Вот я смеюсь, а ты, может быть, права. Нам не дано знать, кому горше: у кого суп не густ или у кого жемчуг мелок. И к тому же, хоть я для разнообразия охотно бы погрустила под твоим райским кустом, нелады с жемчугом — именно мой, а не твой случай. Я искала чего-то немыслимого — кому и блуждать в ледяной пустоте, если не мне? А ты хочешь простых радостей: семьи, где все по-доброму, детей. Тебе-то за что нет удачи?

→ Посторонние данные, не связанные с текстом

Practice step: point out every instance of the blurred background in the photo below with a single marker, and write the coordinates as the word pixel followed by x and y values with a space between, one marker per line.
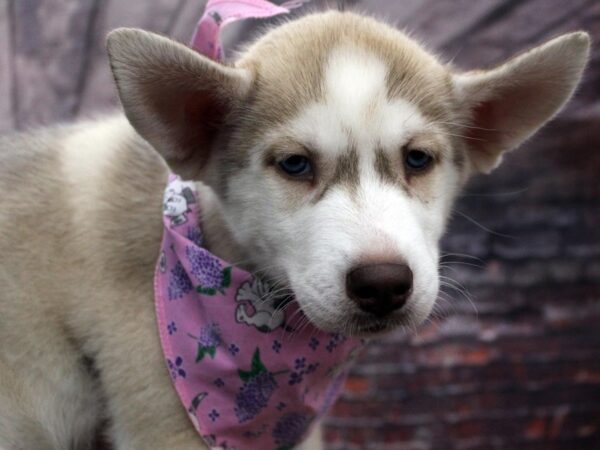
pixel 511 359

Мы каждую неделю пишем друг другу. Вера на Кубе уже второй год. Выучила разговорный испанский, укротила буйную стаю подростков в полувоенном училище, где умственный уровень по-армейски низок, зато дисциплиной и не пахнет, а теперь обучает офицеров-артиллеристов. Тут и подавно все путем: революционные пушкари туповаты, но усердны. И вежливы, благо Вера усвоила, какой должна быть “настоящая сеньора”, и старается соответствовать. Сеньора никогда не побежит, даже если автобус уходит, а следующего ждать на жаре часа полтора: ей подобает гордо плыть. Она не носит ничего тяжелее дамской сумочки — это неприлично. В любое пекло на ее потных ногах должны быть чулки, за неимением целых — с дырками (что поделаешь, товар дефицитный). В каждом движении сеньоры сквозит сознание собственной роковой неотразимости: “Здесь женщин куда меньше, чем мужиков, и самая неказистая грымза чувствует себя бесценным сокровищем, желанным для многих. Когда смотришь на такую, начинаешь понимать, насколько эта уверенность важнее, чем красота. Об уме судить не берусь — похоже, это вообще не по моей части…”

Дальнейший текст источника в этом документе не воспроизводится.